Now, that may not sound too exciting to those of you who take straightening your leg for granted, but to me, it is nearly a miracle. I knew that things had improved because I've been walking more comfortably and have had less pain overall since starting the therapy. But I never imagined I would gain so much in such a short time, and with relatively little pain or effort on my part. Many have been praying as I’ve gone through this therapy, and I know that the Lord has heard their pleas on my behalf.
But I find myself only cautiously optimistic. Why am I not full of joy and excitement about this new development? Why am I responding to this answered prayer with such skepticism? Is it because I am not thankful for this improvement? I don’t think so. I am so very grateful for the Lord’s mercy and goodness to me in this way! I know that it is only by His grace that I am feeling better, and out of His love for me He has granted these prayers. So why do I hesitate to celebrate? Why can’t I just let go and do a full-on Praise the Lord and shout to the rooftops? I believe my problem is the Jinx Factor.
Some of you know what I am talking about.
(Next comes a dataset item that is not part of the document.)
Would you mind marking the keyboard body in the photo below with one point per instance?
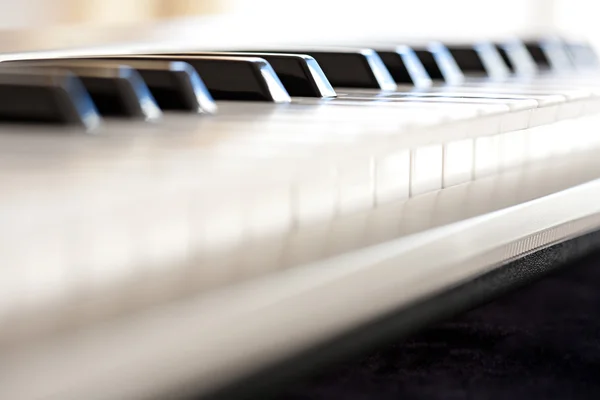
(179, 255)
When something good happens after you’ve wanted it for a long time, you shouldn't get excited about it or tell too many people, because you might “jinx” it. Enjoying a positive development or sharing news that seems too good to be true may cause the happy circumstance to reverse itself. Of course, this is a silly superstition with no truth in reality at all, yet it seems to be affecting me today as I receive this news.
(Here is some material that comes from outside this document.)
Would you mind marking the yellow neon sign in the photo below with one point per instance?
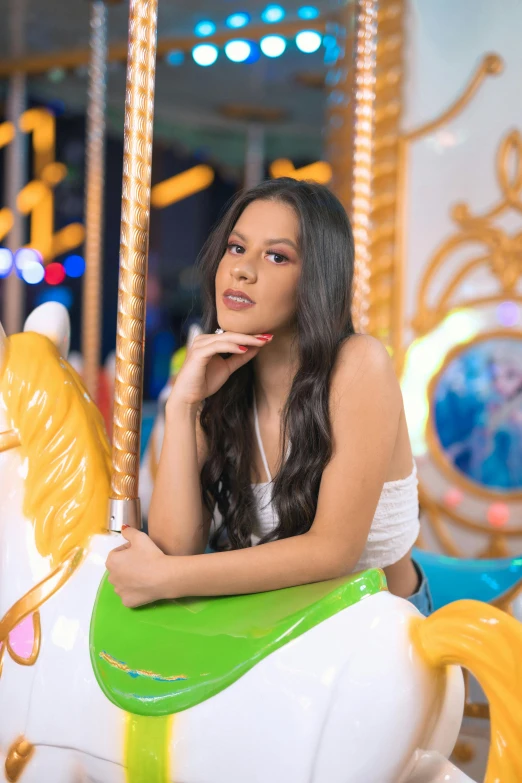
(320, 171)
(181, 186)
(37, 197)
I have been a Christian for most of my adult life, yet this silly superstition still hangs on. As I pondered why this might be so, it occurred to me that there is another truth that I wholeheartedly believe, that definitely seems too good to be true: God sent His only son to die for my sins so that I could be with Him forever. There is absolutely nothing about me, no merit or goodness that would have caused Him to do that. It makes no sense. Yet, I believe it to the core of my soul. God has granted me faith to believe in His love, grace and mercy toward me. I honestly do not question it, even when I lose the battle against sin. There is no danger of jinxing this great news! I never hesitate to tell of the glory of my Savior, and the changes He has made in my heart. When I think on His attributes, peace and joy fill my soul and I know that nothing can ever take that from me.
So, what’s the difference between my response to the Gospel and my response to this latest good news? I believe the difference is that I am not applying my God-given faith to this God-given answer to prayer. Because it is circumstantial, I immediately apply a worldly response: “Don’t get too excited. It will probably go backward when you’re done with PT, as it has before. Maybe her measurements were off. It can’t be that much better. You’ll only be disappointed again if you get your hopes up.”
God saved me years ago in answer to my prayer, and probably the prayers of many others. Lately, I have prayed for this healing, as have many others. Answered prayer is answered prayer! Who am I to question God? When He says yes, He means yes (2 Corinthians 1:20), whether in the spiritual or physical realm. So I will enjoy this new development, and I will praise Him for this gift (James 1:17). If it doesn’t continue to improve, or goes backward, I will praise Him still, because that too will be a gift. My hope is in Christ, with whom there is no shadow of turning…and definitely no jinx factor!